Bij uitspraak van 20 maart 2015 heeft de rechtbank het door [appellant] daartegen ingestelde beroep ongegrond verklaard. Deze uitspraak is aangehecht.

Tegen deze uitspraak heeft [appellant] hoger beroep ingesteld.

De minister heeft een verweerschrift ingediend.

De zaak is door een meervoudige kamer van de Afdeling verwezen naar een enkelvoudige.

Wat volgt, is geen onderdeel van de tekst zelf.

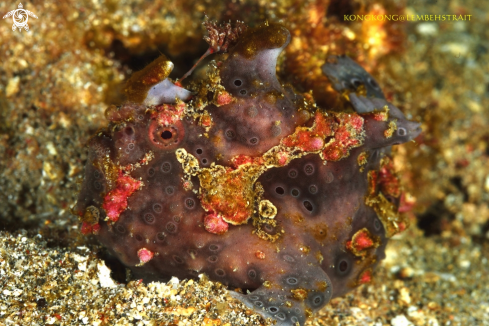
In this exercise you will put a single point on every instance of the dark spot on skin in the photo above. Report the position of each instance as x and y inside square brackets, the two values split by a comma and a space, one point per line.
[313, 189]
[343, 267]
[212, 259]
[97, 185]
[167, 134]
[157, 208]
[230, 134]
[177, 259]
[171, 227]
[401, 131]
[214, 247]
[121, 229]
[253, 141]
[308, 205]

De Afdeling heeft de zaak ter zitting behandeld op 23 december 2015, waar [appellant], bijgestaan door mr. N.A. de Kock, advocaat te Utrecht, en de staatssecretaris, vertegenwoordigd door mr. T.J. Sterkenburg, werkzaam bij het ministerie, zijn verschenen.

Overwegingen

1. Ingevolge artikel 2, eerste lid, van de Wet particuliere beveiligingsorganisaties en recherchebureaus (hierna: Wpbr) is het verboden zonder vergunning van de minister van veiligheid en justitie door instandhouding van een beveiligingsorganisatie beveiligingswerkzaamheden te verrichten of aan te bieden.

Ingevolge artikel 7, eerste lid, stelt een beveiligingsorganisatie aan welke een vergunning is verleend geen personen te werk die belast zullen worden met de leiding van de organisatie, dan nadat voor hen toestemming is verkregen van de minister.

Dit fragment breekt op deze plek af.